ORBIS · Percorso · Paris · 3.5 hoursParis — The Left Bank: Bac to Bonaparte
The Rive Gauche answer to the Faubourg: a cabinet of taxidermied wonders, the swimming-pool Hermès, the world’s first department store, and the little shops of pigment, wax and chocolate that supplied three centuries of Parisian genius.

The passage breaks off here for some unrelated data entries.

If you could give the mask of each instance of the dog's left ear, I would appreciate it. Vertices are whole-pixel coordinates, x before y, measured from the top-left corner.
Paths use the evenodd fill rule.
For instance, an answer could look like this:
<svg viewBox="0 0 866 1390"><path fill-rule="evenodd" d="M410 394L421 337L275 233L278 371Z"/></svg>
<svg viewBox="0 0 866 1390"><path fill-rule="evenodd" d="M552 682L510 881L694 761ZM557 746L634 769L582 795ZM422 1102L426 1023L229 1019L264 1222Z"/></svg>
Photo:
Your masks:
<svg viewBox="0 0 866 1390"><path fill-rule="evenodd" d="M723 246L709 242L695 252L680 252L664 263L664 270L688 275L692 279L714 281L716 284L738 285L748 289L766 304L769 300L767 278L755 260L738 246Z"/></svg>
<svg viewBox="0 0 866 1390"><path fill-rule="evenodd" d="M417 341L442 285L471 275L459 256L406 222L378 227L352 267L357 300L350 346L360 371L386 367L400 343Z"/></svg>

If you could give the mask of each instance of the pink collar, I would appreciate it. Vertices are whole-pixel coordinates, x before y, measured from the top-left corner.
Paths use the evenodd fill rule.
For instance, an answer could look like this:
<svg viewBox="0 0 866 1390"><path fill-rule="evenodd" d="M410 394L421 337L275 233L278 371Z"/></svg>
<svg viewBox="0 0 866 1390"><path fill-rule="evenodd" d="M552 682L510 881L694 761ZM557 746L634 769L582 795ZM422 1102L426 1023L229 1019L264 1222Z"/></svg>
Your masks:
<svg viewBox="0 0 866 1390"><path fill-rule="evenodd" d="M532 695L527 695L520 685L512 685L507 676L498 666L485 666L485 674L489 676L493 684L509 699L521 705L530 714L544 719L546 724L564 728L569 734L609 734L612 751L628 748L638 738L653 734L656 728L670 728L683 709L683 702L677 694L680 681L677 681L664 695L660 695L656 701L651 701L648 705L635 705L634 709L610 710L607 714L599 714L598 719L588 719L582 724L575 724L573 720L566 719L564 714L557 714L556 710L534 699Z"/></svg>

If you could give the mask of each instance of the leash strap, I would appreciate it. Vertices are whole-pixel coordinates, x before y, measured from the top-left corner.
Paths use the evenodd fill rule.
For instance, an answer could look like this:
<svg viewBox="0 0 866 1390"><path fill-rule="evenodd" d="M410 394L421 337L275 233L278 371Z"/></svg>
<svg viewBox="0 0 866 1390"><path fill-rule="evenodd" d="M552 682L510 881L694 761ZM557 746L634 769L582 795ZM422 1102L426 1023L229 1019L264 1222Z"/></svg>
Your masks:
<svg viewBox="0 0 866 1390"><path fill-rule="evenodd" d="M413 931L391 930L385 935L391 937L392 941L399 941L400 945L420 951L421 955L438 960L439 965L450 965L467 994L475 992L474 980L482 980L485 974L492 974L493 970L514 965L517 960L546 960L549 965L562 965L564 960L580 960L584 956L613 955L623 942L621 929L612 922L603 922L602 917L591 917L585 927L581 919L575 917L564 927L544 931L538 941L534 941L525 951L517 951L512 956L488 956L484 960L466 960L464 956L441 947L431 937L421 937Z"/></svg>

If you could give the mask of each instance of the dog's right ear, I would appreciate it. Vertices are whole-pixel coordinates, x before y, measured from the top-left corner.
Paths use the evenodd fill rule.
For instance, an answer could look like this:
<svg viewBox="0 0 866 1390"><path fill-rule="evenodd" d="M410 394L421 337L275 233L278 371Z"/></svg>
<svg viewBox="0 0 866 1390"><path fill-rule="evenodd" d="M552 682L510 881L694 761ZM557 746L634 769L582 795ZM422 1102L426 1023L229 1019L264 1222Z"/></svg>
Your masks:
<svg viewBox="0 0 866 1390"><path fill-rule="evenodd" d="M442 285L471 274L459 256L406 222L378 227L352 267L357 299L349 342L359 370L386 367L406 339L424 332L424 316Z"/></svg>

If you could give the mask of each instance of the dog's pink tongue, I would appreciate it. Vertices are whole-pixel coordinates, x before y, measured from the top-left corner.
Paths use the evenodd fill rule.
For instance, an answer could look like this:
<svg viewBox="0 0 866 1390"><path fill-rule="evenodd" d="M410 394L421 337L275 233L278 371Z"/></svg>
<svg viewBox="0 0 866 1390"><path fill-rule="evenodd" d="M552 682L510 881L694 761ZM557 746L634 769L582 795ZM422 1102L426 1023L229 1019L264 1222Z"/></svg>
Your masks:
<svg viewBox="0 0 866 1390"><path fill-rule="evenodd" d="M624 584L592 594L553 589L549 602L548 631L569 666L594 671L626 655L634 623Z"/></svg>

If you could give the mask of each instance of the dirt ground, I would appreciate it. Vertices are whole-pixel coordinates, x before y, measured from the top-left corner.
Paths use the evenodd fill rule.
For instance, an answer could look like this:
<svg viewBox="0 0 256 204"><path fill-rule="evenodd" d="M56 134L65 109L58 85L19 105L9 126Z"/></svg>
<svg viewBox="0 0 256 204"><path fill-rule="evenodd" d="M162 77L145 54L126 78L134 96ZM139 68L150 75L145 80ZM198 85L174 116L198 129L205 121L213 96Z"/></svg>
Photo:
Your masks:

- 0:00 — Deyrolle 46 rue du Bac
Begin in the 1831 cabinet of curiosities — lions, beetles and botany prints upstairs; Woody Allen filmed here, Dalí shopped here. - 0:30 — Hermès 17 rue de Sèvres
The Left Bank Hermès — built inside the Lutetia’s 1935 art-deco swimming pool; the ash-wood pods alone justify the detour. - 1:00 — Le Bon Marché 24 rue de Sèvres
The world’s first department store, 1852 — Eiffel worked on the frame; cross to the Grande Épicerie for the food halls. - 1:40 — Poilâne 8 rue du Cherche-Midi
The P-scored sourdough from the wood-fired cellar oven — buy the punitions by the bag. - 2:05 — Debauve & Gallais 30 rue des Saints-Pères
Chocolate since 1800 from Marie-Antoinette’s pharmacist — the colonnaded counter is a national monument of appetite. - 2:30 — Cire Trudon 78 rue de Seine
Wax since 1643 — candles for Versailles; the green-and-gold busts still cast in Normandy. - 2:50 — Sennelier 3 quai Voltaire
The pigment shop of Cézanne and Picasso — honey-based pastels invented here for Degas; creaking drawers of pure color. - 3:15 — Officine Universelle Buly 6 rue Bonaparte
Finale in the apothecary theatre — water-based perfumes, combs and calligraphed labels while you wait.
Pierre Hermé’s macarons wait on rue Bonaparte, the bouquinistes’ green boxes line the quai, and the eternal question — Flore or Deux Magots — deserves to be settled in person, twice.